Que, si les appelants soutiennent que le véhicule a été vendu le 15 décembre 2016, Monsieur X se contredit en produisant aux débats « la synthèse de l'arrangement pour la cession du véhicule Audi Q3 » montrant les paiements de l'acquéreur alors que le document fait apparaître des paiements émis par 'A' et un premier le 14 octobre 2016 soit antérieurement à la vente alléguée ;

Que par ailleurs, aucun versement émis par Monsieur Y n'apparaît sur le compte de Monsieur X, que ce dernier ne justifie pas avoir versé une quelconque somme d'argent au vendeur et qu'il est acquis que Monsieur Y n'a pas fait les démarches nécessaires afin d'établir le certificat d'immatriculation à son nom ;

Attendu qu'il convient de préciser qu'en vertu des articles L. 223-1 alinéa 2 et R. 223-2 du Code des procédures civiles d’exécution, la déclaration formée auprès de l'autorité administrative vaut saisie et emporte indisponibilité du véhicule, cette mesure ne produisant son plein effet qu'à compter de sa signification au débiteur ;

Qu'en l'espèce, il résulte qu'au jour de l'établissement du procès-verbal d'indisponibilité du 2 mars 2017, le véhicule Audi Q3 était encore la propriété du débiteur saisi, Monsieur X ;

Qu'ainsi, eu égard aux éléments ci-dessus et à la contradiction que Monsieur X et Monsieur Y révèlent sur l'existence de la vente alléguée, l'ensemble des documents fournis est insuffisant pour justifier de la réalité d'une vente effective du véhicule à la date du 15 décembre 2016 ;

Qu'en conséquence, c'est à bon droit que le premier juge n'a pas fait droit à la demande de mainlevée de la saisie du véhicule Audi Q3 immatriculé DH-688-AB.

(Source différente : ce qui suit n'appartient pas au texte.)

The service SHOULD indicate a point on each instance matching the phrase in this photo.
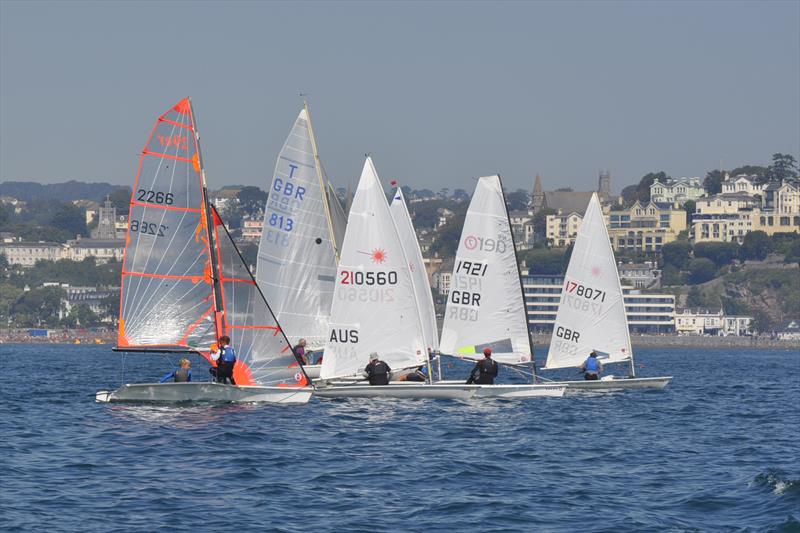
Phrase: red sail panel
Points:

Attendu qu'il sera alloué au défendeur qui a dû engager des frais pour assurer la défense de ses intérêts en justice, la somme de 2.000 euros, au titre des dispositions de l'article 700 du Code de procédure civile ;

Attendu que Monsieur X et Madame X, qui succombent à l'instance, supporteront les dépens d'appel ;

PAR CES MOTIFS

LA COUR,

statuant publiquement, par arrêt contradictoire rendu en dernier ressort,

CONFIRME en toutes ses dispositions le jugement rendu le 13 décembre 2017 par le juge de l' exécution du Tribunal de grande instance de COMPIEGNE ;

Y ajoutant,

REJETTE toute demande plus ample ou contraire ;

CONDAMNE Monsieur X et Madame X à payer à la CAISSE REGIONALE DE CREDIT AGRICOLE MUTUEL BRIE PICARDIE la somme de 2.000 euros, au titre des dispositions de l'article 700 du Code de procédure civile ;

CONDAMNE Monsieur X et Madame X aux dépens d'appel dont distraction au profit de Maître Z, membre de la SELARL W.